This week, two congressional committees—the House Ways and Means committee and the House Energy and Commerce committee—are scheduled to vote on a new Medicare bill. If passed, the bill would move to the full House of Representatives for a vote. The draft bill includes a provision that would increase the level of payment to dialysis centers. The payment increase would be funded by lowering the payments for home dialysis by 20 percent. Currently more than 340,000 people are on dialysis or have a kidney transplant in the United States and total treatment costs are US$17 billion each year.
The proposed payment level increase is problematic for hemodialysis patients for a variety of reasons. Most of us currently dialyze in dialysis centers—only about ten percent of U.S. end-stage renal disease (ESRD) patients dialyze at home—but the home dialysis technology improvements are promising. Most disturbing is that lower home dialysis payments will likely create a disincentive for dialysis centers to continue their home dialysis programs. Such a situation would, in turn, create a disincentive to the continued development of innovative home dialysis technologies.

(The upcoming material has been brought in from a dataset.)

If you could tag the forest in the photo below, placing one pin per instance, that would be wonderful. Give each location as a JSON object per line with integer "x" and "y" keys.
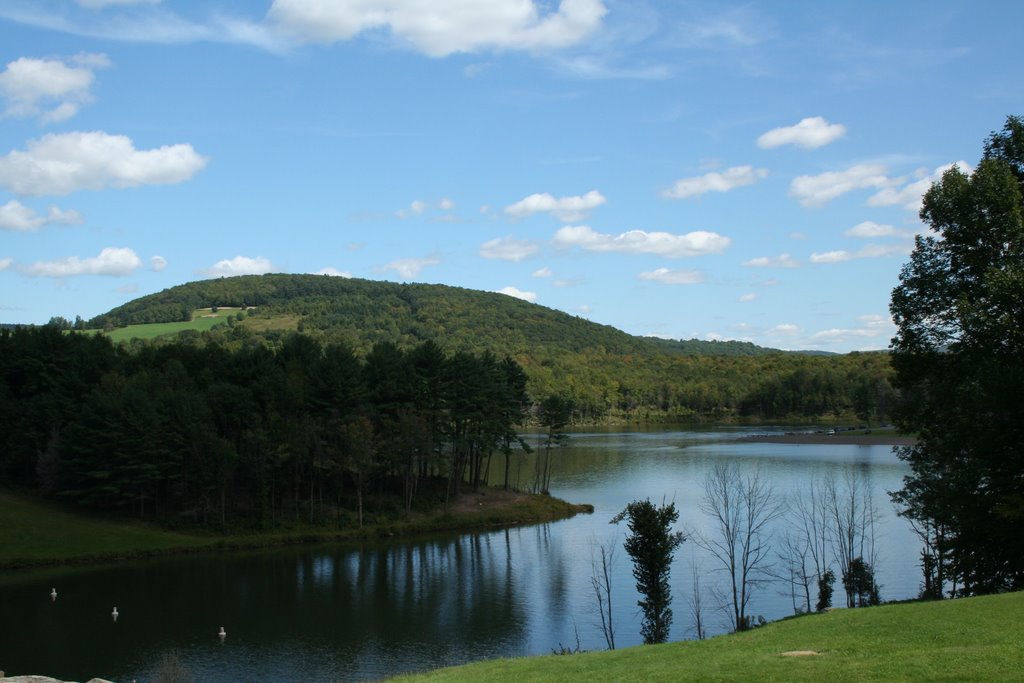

While I have no plans for home dialysis, it’s important to me as a treatment option, especially since I’ve seen the level of care I receive at the dialysis center steadily decrease over the past two years. Dialysis technicians that six months ago seemed grossly incompetent—and obviously so—now bring relief when I find they’re on duty. It’s not because they’re suddenly competent, it’s just that some of the newer technicians are even more incompetent.
Data from the U.S. Renal Data System indicates that home dialysis patients live longer and have a better quality of life.
From a purely economic equation, home dialysis options will likely be critically needed in the near future. The number of dialysis patients is growing while the number of qualified nurses is stagnating.
The question is simple: Do the corporations that own the dialysis centers (to the best of my knowledge, almost all dialysis centers in the United States are owned or operated by corporations) need an additional 20 percent subsidy from the government, and if so should this subsidy come at the expense of home dialysis patients? The answer isn’t as simple as yes or no.
Because dialysis is an expensive procedure, most dialysis patients in the United States are on Medicare regardless of their age. Medicare pays for 80 percent of the cost of dialysis treatments. In my case, I’m not on Medicare and my dialysis treatments are paid for by private insurance. And therein lies a glaring disparity of the system.
Medicare currently pays US$128 per dialysis run for each patient. Each dialysis provider negotiates its rate with each individual insurance company. In my case—based on the Explanation of Health Care Benefits I receive from my insurance company on an almost daily basis—my insurance company pays the dialysis provider I use US$1,177.44 per dialysis run, or more than nine times the Medicare rate. It’s safe to say that I’m a cash cow for the corporation that owns my dialysis center.
It’s important to realize that these figures do not include doctor or lab fees (US$315 and US$250 per month respectively on uneventful months). Those fees grow exponentially if I have to be hospitalized or actually need the doctor to do something besides sign off on my chart. It’s interesting to note that in my case the same corporation that owns the dialysis center I use also owns the lab.
On 10 May, the corporation that owns the dialysis center I use announced its first quarter 2002 financial results. DaVita owns 487 dialysis centers in 32 states and D.C. and provides acute dialysis services at 280 hospitals. The most interesting metric in the company’s financials is the claim that its revenue per dialysis treatment was US$290.45. This is more than double the current Medicare payment rate, so it’s safe to assume that private insurance patients like me—or rather, the private insurance companies—are making up the difference. The bottom line is that the company is profitable to the tune of almost US$36 million in the first quarter of this year.
Two days before announcing its quarterly financial results, DaVita announced that it had received a subpoena from the Philadelphia office of the U.S. Department of Health and Human Services, Office of the Inspector General. The subpoena calls for documents related to the company’s financial relationships with physicians and pharmaceutical companies. In a conference call that was broadcast live over the Internet, company officials acknowledged that the subpoena also covered information related to patient care, corporate compliance, and billing practices.
It’s likely that DaVita would take the proposed 20% increase in Medicare payments and apply it directly to its bottom line, raising its quarterly profits to more than US$40 million. Those increased profits would just as likely be distributed to the company’s shareholders who did absolutely nothing to increase the company’s value. Meanwhile, the dialysis technicians that care for me will still be getting paid about US$10 per hour.
For all these reasons, the level of Medicare payments to corporate dialysis providers should not be increased, and certainly not at the expense of funding for home dialysis. The long-term solution is simple: I just want a health care plan as good as that received by my elected officials.